– Вот, угощайтесь. Чай у нас в мастерской бесплатный, точнее, его стоимость мы включаем в стоимость продукции. Так что накладывайте сахарку, не стесняйтесь, всё покупатели оплатят.
Семён взял фарфоровую, чуть надтреснутую чашку с густым горячим чёрным чаем.
– И как, хорошо платят покупатели?
– Кого там… – наливая себе чай в стакан в алюминиевом подстаканнике, неведомо каких далёких времён. – Поначалу-то дела пошли весьма неплохо, думали уж бизнес расширять, хорошо – не успели. А сейчас… Для работницы или дамы с базара, торгующей с лотка, наши броши из яшмы в мельхиоре слишком дороги, а для солидных господ – дешёвка. Им подавай гранёный камень в золоте, желательно – бриллианты. Так что сейчас больше ремонтом занимаемся, хотя, лгать не буду, есть круг постоянных покупателей.
Сейчас выгоднее коллекционным камнем заняться, да душа не лежит. Ювелир я, а не камнерез. В девяностом в Москве заехал как-то к приятелю, а у него, куда ни глянь, ящики, да с таки-и-ми кристаллами! – Вассерлауф прикрыл глаза и, медленно покачивая головой, повёл её вверх, одновременно носом глубоко тянул в себя воздух, как будто впитывал в себя тот незабываемый аромат, который окружал его в мастерской того мастера. – Я руку протянул, а он мне по руке: «Не трожь! – Вассерлауф засмеялся. – Здесь, – сказал, – на миллион, да не рублей, долларов». – Сейчас мой приятель «новый русский» – форд, коттедж и, говорят, не только под Москвой, но и под Веной.
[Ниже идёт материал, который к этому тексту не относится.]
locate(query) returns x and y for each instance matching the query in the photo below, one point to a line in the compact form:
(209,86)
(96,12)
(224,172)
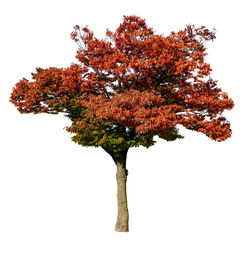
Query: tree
(129,87)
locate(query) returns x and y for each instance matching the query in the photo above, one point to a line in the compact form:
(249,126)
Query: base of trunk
(121,227)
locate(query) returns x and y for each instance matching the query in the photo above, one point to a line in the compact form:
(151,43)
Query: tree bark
(121,178)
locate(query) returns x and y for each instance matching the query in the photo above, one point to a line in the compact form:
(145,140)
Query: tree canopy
(131,86)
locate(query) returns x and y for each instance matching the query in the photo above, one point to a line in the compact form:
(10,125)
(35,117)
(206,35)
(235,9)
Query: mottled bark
(122,217)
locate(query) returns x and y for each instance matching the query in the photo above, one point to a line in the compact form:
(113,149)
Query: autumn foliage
(131,86)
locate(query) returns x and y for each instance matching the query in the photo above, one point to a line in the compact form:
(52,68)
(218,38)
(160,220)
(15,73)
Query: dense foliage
(131,86)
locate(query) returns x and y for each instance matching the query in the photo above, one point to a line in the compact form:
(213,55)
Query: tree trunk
(121,178)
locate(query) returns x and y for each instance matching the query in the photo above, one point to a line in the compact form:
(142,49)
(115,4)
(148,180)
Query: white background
(188,198)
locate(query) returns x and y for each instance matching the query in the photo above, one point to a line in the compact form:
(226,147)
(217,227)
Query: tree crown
(130,87)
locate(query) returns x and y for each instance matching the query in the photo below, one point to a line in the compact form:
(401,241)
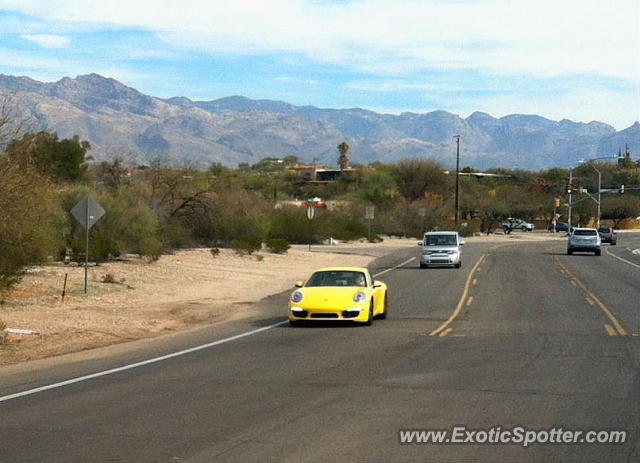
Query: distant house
(318,173)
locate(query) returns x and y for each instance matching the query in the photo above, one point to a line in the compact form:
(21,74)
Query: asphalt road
(540,339)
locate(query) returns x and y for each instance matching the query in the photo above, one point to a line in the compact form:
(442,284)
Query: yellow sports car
(341,293)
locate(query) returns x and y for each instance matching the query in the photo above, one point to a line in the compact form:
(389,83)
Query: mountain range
(117,119)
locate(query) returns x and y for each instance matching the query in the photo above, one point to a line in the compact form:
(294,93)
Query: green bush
(246,245)
(28,233)
(3,334)
(278,245)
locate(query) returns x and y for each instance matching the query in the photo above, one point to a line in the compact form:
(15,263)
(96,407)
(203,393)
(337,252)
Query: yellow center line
(594,298)
(446,332)
(458,308)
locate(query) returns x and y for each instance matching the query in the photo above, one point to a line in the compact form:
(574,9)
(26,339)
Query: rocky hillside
(116,119)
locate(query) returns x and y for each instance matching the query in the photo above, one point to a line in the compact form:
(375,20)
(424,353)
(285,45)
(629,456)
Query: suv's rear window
(585,232)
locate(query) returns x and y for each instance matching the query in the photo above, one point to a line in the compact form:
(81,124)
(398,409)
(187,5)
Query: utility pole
(570,190)
(457,138)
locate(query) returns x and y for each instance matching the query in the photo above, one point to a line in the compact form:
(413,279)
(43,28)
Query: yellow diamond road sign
(87,212)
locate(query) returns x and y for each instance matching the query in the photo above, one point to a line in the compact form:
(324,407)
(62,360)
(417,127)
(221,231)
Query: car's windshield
(440,240)
(337,278)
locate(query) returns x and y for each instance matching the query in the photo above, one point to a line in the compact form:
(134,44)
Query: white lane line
(161,358)
(138,364)
(621,258)
(394,268)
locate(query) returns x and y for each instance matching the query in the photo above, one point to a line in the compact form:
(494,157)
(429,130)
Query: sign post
(87,212)
(311,213)
(369,214)
(422,213)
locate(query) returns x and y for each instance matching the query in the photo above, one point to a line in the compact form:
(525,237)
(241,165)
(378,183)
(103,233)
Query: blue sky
(561,59)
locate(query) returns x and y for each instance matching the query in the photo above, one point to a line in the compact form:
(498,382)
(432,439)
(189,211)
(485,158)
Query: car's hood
(329,297)
(439,248)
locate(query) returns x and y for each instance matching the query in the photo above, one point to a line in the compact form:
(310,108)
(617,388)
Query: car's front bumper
(298,312)
(440,259)
(584,248)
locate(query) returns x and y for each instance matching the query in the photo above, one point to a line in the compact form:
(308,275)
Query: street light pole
(599,189)
(570,190)
(590,162)
(457,138)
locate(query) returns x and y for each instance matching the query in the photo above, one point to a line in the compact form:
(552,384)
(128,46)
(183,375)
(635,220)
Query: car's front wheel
(383,315)
(369,321)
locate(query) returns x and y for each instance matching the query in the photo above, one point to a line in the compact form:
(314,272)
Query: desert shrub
(176,234)
(246,245)
(109,278)
(291,224)
(376,239)
(278,245)
(3,333)
(344,224)
(128,226)
(27,226)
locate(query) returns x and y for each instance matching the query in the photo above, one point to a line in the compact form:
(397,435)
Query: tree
(27,214)
(343,159)
(620,207)
(416,177)
(62,160)
(14,122)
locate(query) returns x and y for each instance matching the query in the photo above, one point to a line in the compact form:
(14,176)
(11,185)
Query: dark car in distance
(608,235)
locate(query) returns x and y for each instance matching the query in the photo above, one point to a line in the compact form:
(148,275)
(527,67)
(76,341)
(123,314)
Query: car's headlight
(297,296)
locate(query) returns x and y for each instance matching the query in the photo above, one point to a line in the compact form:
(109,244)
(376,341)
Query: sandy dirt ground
(180,291)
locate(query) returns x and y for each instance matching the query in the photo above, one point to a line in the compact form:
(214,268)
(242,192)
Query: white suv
(441,248)
(584,240)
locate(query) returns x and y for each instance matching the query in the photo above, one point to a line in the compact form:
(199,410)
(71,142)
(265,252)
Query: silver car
(584,240)
(441,248)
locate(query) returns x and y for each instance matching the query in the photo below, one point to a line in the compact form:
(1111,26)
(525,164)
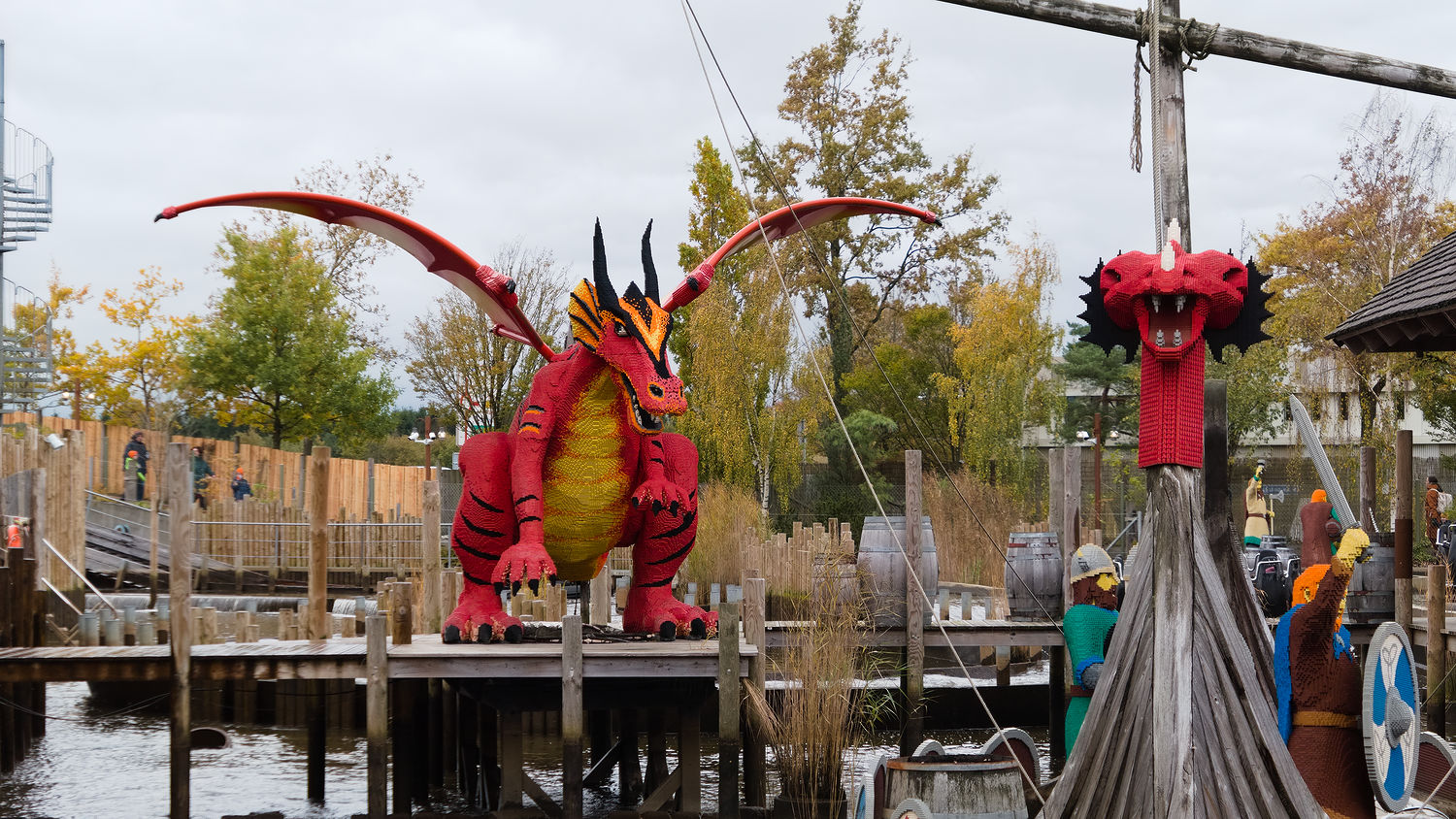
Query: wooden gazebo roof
(1414,313)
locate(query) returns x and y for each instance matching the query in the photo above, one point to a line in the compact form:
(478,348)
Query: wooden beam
(1237,44)
(180,594)
(317,623)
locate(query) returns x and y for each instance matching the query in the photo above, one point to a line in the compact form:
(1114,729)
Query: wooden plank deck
(346,659)
(957,633)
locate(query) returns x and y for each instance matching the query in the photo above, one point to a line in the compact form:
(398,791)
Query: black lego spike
(1248,329)
(1101,331)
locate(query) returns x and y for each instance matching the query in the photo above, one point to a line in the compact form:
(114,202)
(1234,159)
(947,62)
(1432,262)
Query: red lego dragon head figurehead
(629,334)
(1170,303)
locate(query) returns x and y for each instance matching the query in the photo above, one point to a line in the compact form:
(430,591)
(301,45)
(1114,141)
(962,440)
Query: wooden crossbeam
(1237,44)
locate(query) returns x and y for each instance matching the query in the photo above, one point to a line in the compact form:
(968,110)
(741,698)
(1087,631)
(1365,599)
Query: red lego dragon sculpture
(585,464)
(1170,303)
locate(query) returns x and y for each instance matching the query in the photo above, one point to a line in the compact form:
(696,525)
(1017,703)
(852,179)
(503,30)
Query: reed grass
(727,516)
(821,714)
(969,553)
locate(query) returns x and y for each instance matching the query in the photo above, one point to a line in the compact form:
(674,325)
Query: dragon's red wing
(492,291)
(786,221)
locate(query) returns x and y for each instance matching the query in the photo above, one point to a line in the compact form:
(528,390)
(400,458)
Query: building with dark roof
(1414,313)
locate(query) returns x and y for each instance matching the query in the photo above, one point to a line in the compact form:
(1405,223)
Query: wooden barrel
(882,568)
(970,786)
(1034,576)
(1372,586)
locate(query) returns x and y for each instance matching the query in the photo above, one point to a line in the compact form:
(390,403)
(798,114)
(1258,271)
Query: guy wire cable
(839,293)
(910,573)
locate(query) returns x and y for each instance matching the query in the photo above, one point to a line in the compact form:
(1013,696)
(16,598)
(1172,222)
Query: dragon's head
(629,334)
(1171,297)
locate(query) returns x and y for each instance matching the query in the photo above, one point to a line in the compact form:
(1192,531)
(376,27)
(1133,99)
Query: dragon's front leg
(667,534)
(483,530)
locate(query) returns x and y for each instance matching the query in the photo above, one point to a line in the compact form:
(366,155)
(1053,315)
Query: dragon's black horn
(606,297)
(648,268)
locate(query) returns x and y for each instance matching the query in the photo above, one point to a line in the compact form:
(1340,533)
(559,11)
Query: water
(96,763)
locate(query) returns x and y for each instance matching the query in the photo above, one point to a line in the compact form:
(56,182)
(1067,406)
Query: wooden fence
(276,475)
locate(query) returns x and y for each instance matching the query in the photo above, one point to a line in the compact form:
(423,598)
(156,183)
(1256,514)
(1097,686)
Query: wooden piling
(317,623)
(754,749)
(376,707)
(1436,647)
(1404,528)
(730,694)
(317,734)
(180,592)
(913,731)
(571,716)
(430,614)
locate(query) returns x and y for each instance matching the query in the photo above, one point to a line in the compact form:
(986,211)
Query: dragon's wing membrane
(492,291)
(786,221)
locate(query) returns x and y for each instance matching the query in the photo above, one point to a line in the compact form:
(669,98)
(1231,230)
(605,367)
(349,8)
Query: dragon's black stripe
(483,505)
(687,521)
(590,311)
(676,554)
(475,551)
(591,331)
(480,531)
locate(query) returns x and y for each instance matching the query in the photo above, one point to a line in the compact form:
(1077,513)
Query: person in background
(241,486)
(201,472)
(137,448)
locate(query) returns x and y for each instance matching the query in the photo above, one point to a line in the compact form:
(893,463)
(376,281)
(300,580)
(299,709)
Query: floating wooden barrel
(1372,586)
(882,566)
(958,786)
(1034,576)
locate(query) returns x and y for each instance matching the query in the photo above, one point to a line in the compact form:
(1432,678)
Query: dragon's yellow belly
(587,480)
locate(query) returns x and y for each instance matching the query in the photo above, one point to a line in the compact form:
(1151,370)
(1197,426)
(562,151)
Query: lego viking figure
(1318,684)
(1255,509)
(1319,531)
(1088,627)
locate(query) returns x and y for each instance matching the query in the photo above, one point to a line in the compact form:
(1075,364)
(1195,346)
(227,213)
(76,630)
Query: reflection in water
(99,763)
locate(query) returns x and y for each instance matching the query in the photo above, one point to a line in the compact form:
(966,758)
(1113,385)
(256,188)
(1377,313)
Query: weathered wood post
(1368,487)
(1436,647)
(430,550)
(317,624)
(180,594)
(914,612)
(730,696)
(754,749)
(1404,528)
(571,714)
(376,714)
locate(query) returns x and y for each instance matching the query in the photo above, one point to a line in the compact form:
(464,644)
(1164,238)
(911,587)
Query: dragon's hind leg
(666,537)
(483,527)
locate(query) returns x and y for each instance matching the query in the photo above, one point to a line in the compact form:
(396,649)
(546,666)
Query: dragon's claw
(655,611)
(523,563)
(480,618)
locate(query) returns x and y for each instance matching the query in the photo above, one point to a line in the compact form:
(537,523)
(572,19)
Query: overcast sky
(526,121)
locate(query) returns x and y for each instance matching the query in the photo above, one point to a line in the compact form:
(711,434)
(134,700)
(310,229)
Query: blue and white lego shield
(1391,716)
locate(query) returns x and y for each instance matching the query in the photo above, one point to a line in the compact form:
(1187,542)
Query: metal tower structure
(26,364)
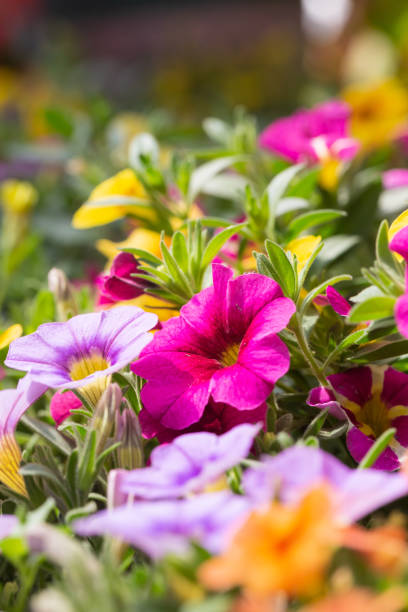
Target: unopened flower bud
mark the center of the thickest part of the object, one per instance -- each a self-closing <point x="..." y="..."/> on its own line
<point x="127" y="431"/>
<point x="59" y="285"/>
<point x="18" y="197"/>
<point x="104" y="417"/>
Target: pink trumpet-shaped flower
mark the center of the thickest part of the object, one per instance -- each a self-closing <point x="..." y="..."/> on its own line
<point x="224" y="346"/>
<point x="373" y="399"/>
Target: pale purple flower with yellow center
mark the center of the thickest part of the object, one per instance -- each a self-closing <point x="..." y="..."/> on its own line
<point x="373" y="399"/>
<point x="83" y="352"/>
<point x="312" y="135"/>
<point x="161" y="528"/>
<point x="292" y="473"/>
<point x="189" y="464"/>
<point x="13" y="404"/>
<point x="224" y="346"/>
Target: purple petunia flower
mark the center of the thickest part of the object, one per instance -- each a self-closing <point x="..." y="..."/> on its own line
<point x="165" y="527"/>
<point x="399" y="244"/>
<point x="335" y="300"/>
<point x="14" y="403"/>
<point x="8" y="523"/>
<point x="295" y="471"/>
<point x="310" y="135"/>
<point x="373" y="398"/>
<point x="189" y="464"/>
<point x="85" y="349"/>
<point x="223" y="345"/>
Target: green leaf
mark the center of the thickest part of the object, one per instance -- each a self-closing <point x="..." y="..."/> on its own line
<point x="218" y="241"/>
<point x="313" y="218"/>
<point x="336" y="246"/>
<point x="205" y="172"/>
<point x="377" y="448"/>
<point x="382" y="251"/>
<point x="174" y="269"/>
<point x="217" y="130"/>
<point x="36" y="469"/>
<point x="373" y="308"/>
<point x="145" y="255"/>
<point x="322" y="287"/>
<point x="14" y="548"/>
<point x="77" y="513"/>
<point x="47" y="432"/>
<point x="275" y="191"/>
<point x="279" y="184"/>
<point x="283" y="271"/>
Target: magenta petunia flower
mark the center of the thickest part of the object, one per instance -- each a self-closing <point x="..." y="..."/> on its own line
<point x="217" y="418"/>
<point x="399" y="244"/>
<point x="310" y="135"/>
<point x="62" y="404"/>
<point x="373" y="398"/>
<point x="189" y="464"/>
<point x="84" y="351"/>
<point x="295" y="471"/>
<point x="163" y="527"/>
<point x="224" y="345"/>
<point x="120" y="284"/>
<point x="14" y="403"/>
<point x="398" y="177"/>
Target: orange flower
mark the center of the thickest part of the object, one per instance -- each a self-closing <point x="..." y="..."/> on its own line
<point x="385" y="548"/>
<point x="279" y="548"/>
<point x="357" y="600"/>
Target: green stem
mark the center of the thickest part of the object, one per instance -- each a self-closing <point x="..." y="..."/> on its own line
<point x="307" y="353"/>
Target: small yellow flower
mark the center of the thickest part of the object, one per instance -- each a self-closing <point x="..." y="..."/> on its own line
<point x="10" y="334"/>
<point x="101" y="207"/>
<point x="140" y="238"/>
<point x="303" y="248"/>
<point x="378" y="111"/>
<point x="398" y="224"/>
<point x="18" y="197"/>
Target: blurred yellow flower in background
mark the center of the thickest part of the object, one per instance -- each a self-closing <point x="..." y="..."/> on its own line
<point x="303" y="247"/>
<point x="101" y="207"/>
<point x="10" y="334"/>
<point x="140" y="238"/>
<point x="18" y="197"/>
<point x="378" y="111"/>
А по мне так из тех бы камней украшения делать, ну, конечно, можно и коллекционные… немного, а всё ж таки ювелирные изделия лучше.
Жигалов слушал, не перебивая, но поняв, что разговорившегося ювелира не остановить и в ближайшие пять минут, решил всё же начать свой разговор. Выпив чай и поставив чашку на стол, поблагодарил гостеприимного хозяина и когда тот отвечал принятыми в таких случаях словами: «не стоит благодарности», проговорил:
– Простите, а с Николаем Шелеповым вы по работе были связаны?
– Да что вы, какая может быть связь!? – выбросив на уровне груди ладонями вверх согнутые в локтях руки. – Разные сектора, он физик, электромагнитные колебания и прочая заумь, а я даже не геофизик, «чистый геолог». И в институт-то попал после закрытия нашей экспедиции. Нет, нас страсть к камню свела. Правда, он не столько камнем был увлечён, сколько всякими мистическими заморочками вокруг него. Не мне, конечно, судить, но не будь этих заморочек, по миру бы пошёл, наполовину-то с них кормился.
Вот и ему я делал оберег от колдовства из обсидиана, потом магический отвес из яшмы и даже хрустальный шар для медитации. Сейчас такой шар полмиллиона стоит. Но и тогда – две его зарплаты. Ему я его в кредит дал, ещё и половины не выплачено – увы и ах, – горестно вздохнул. – Жаль, конечно, Колю, но ведь и денег тоже жаль.
– А что за оберег?
– Да, – махнув рукой, – кулон с магическим трезубцем. Не оуновский падающий сокол, а рога лося.
– А в чём заключались, как вы говорите, заморочки Николая – экстрасенсорика, спиритизм?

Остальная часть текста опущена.